It is, to many observers, abundantly clear that Dilma Rousseff does not enjoy frontline politics.
The Brazilian president is ideologically driven, intelligent and committed to her mandate.
But, compared to the tact and political nous of her predecessor, President Luiz Inacio Lula da Silva, the current incumbent of the presidential palace in Brasilia casts a lonely figure, reluctant to immerse herself in the deal-making, opportunistic world of Brazilian politics.
Even some of her allies agree that, although re-elected as president two years ago, Ms Rousseff has not been a particularly great or successful leader.
Brazil's first female president is going through one of the most difficult periods of her political life.
This week she walked out slowly, barely managing a smile, before the foreign media in Brasilia.
The make-up could not conceal the tired lines on the face of a woman who feels she is being wronged and betrayed by a misogynistic, treacherous Congress.
She looks down, but Dilma Rousseff insists she is not out.
"More than 50 million people voted for me so my political enemies, who couldn't accept defeat at the polls, have been plotting against me from day one," said Ms Rousseff in a long defence of her record.
The formal charges against the president are that she used a series of (well-established) financial tricks to conceal the size of the budget deficit in the run up to elections.
During the cut and thrust of the three-day-long Congressional debate on impeachment and the subsequent vote, Dilma Rousseff was hardly seen in public.
She cancelled a scheduled appearance at a rally in Brasilia, disappointing many of her supporters who had travelled extremely long distances (mainly by bus) to keep vigil outside Congress as the results of the impeachment vote came in.
The official reason for impeachment was mentioned by barely a handful of deputies as they voted.
Few observers were left in any doubt that this was, in reality, a vote of confidence in Dilma Rousseff's inability to tackle Brazil's worsening economic crisis.
Now, in the days following her humiliating defeat by more than two-thirds of the 513-member Congress, the woman who could be in the last weeks of her presidency and is facing the probability of a full impeachment trial in the Senate, has belatedly been giving a detailed rejection of the charges against her.
But it all feels rather too late.
The irony is that someone who insists she is not corrupt and has not gained personally or financially from the corruption scandal that is engulfing Brazil, is the one being led to the gallows.

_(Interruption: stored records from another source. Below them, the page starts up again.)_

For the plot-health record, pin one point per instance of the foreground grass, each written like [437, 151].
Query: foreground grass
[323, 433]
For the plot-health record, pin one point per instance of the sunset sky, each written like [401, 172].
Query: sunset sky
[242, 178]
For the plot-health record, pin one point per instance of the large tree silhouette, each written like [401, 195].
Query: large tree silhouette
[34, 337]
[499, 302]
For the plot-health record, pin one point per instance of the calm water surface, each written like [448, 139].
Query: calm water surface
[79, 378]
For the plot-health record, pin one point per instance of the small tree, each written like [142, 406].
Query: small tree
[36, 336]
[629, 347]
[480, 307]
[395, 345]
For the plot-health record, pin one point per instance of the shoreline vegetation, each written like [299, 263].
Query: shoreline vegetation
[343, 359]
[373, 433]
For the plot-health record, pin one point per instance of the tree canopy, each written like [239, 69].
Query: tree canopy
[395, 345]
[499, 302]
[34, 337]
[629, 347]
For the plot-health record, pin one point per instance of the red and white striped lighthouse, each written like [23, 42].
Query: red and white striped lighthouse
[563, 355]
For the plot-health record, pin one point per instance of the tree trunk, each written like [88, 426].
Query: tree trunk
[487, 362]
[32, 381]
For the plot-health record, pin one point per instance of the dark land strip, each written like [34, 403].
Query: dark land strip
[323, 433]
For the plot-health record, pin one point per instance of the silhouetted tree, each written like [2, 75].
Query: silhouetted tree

Under President Lula, Brazil's economy had boomed, millions were brought out of poverty and everyone was happy to share in the good times.
Dilma Rousseff's mistake when things started to go wrong was that she was unwilling, or unable, to play by the rules - the shady deal making with big business and political opponents - that had served President Lula so well.
Thomas Traumann, former minister of social communication under Dilma Rousseff, paints a picture of an indecisive leader.
"There was no mea culpa" over the country's economic crisis, Mr Traumann told the BBC.
"Now it's far too late," added the former minister who had warned of impending chaos before he left the government last year.
Line of succession
Speaking to the foreign media, Dilma Rousseff would not even mention by name her Vice-President, Michel Temer, or the Speaker of the lower house of Congress, Eduardo Cunha.
Both men belong to the broad and ideologically loose PMDB party and both would benefit from Ms Rousseff's departure.
Mr Temer, the first in line to succeed a suspended Ms Rousseff, is theoretically liable to the same charges as she is, given his role as her deputy.
Mr Cunha, an ice-cold operator who orchestrated the impeachment vote in Congress, has been accused of serious corruption charges, which he denies.
He has, with limited success, tried to divert attention with his attack on President Rousseff.
Another Congressman that Dilma Rousseff could not bring herself to name, for much more personal reasons, was Jair Bolsonaro.
Hugely popular with right-wing voters, the anti-gay former military officer dedicated his vote in Congress to one of the former dictatorship's most feared torturers and human rights abusers, Carlos Brilhante Ustra.
Ms Rousseff was tortured as a political prisoner in the 1970s, so I asked her about the attacks in Congress.
"It is regrettable," said Ms Rousseff.
"I was a prisoner and I knew the man he is referring to quite well. He was one of the biggest torturers Brazil has had.
"It's lamentable that this moment in our history has opened the door to intolerance and hate," she added.
It is often said of a country that you get the leaders you deserve.
Dilma Rousseff may not have been a great president but she surely deserves to be treated with more respect and dignity.
She could be replaced by any one of several male politicians who are accused of far more serious corruption offences, or even by the man who mocked the abuse she received as a prisoner in the 1970s.
Then perhaps, Brazil and its sullied political system - of which the governing Workers' Party is a fully paid-up member - will get the government that it deserves.